In cosa consiste per te il fascino degli scacchi?
«Mi piace l’idea che non esista una soluzione, ma che ci siano invece tanti modi di cercare il meglio. In questo l’accostamento alla vita è evidente: nessuno possiede la pietra filosofale, ma tutti lottiamo ogni giorno per migliorarci e per cercare soluzioni ai problemi che la vita ci presenta».
Sappiamo che hai praticato anche altri sport a livello agonistico. Ci dici quali?
«Un’altra mia passione sono i motori e ho frequentato scuole di pilotaggio e preso parte a gare a cronometro. Da giovane, come tanti altri connazionali, ho giocato anche al calcio. Ero un portiere di discreto livello, ma poi dopo la trafila nel settore giovanile ho preso altre strade».
Sei un tifoso juventino, nemmeno tiepido...
«La Vecchia Signora mi ha rapito fin da bambino, ai tempi di Bettega e Anastasi.

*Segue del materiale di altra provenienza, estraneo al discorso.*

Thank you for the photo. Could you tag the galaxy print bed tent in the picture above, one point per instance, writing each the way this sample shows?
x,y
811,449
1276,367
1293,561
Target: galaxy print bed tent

E in amore non si cambia, anche se adesso ammiro il Frosinone e il suo percorso virtuoso e sorprendente nel calcio che conta».
Cosa pensi del boom del tennis in Italia?
«Ho praticato il tennis a livello non agonistico, ma l’ho sempre seguito con grande passione. Ora che abbiamo un giocatore capace di stare per 60 settimane al comando del ranking ATP è ancora più piacevole seguire i grandi eventi. Dietro Sinner sta venendo fuori un movimento di primissimo piano. Credo si debba esserne orgogliosi».
Tra i tuoi hobby c’è anche la musica?
«Mi piacerebbe tanto saper suonare qualche strumento, ma in questo caso sono... attore non protagonista, o per meglio dire appassionato ascoltatore. Ascolto un po’ di tutto, dalla musica classica a quella leggera, però le mie preferenze sono per i gruppi rock degli anni 80 e 90. Mi piacciono i Led Zeppelin, i Pink Floyd e i Genesis, dei quali conservo vinili e musicassette».
Scacchi come filosofia di vita, vecchi volumi e una curiosità insaziabile. Claudio Calabrese, 64 “case” per un solo grande sogno.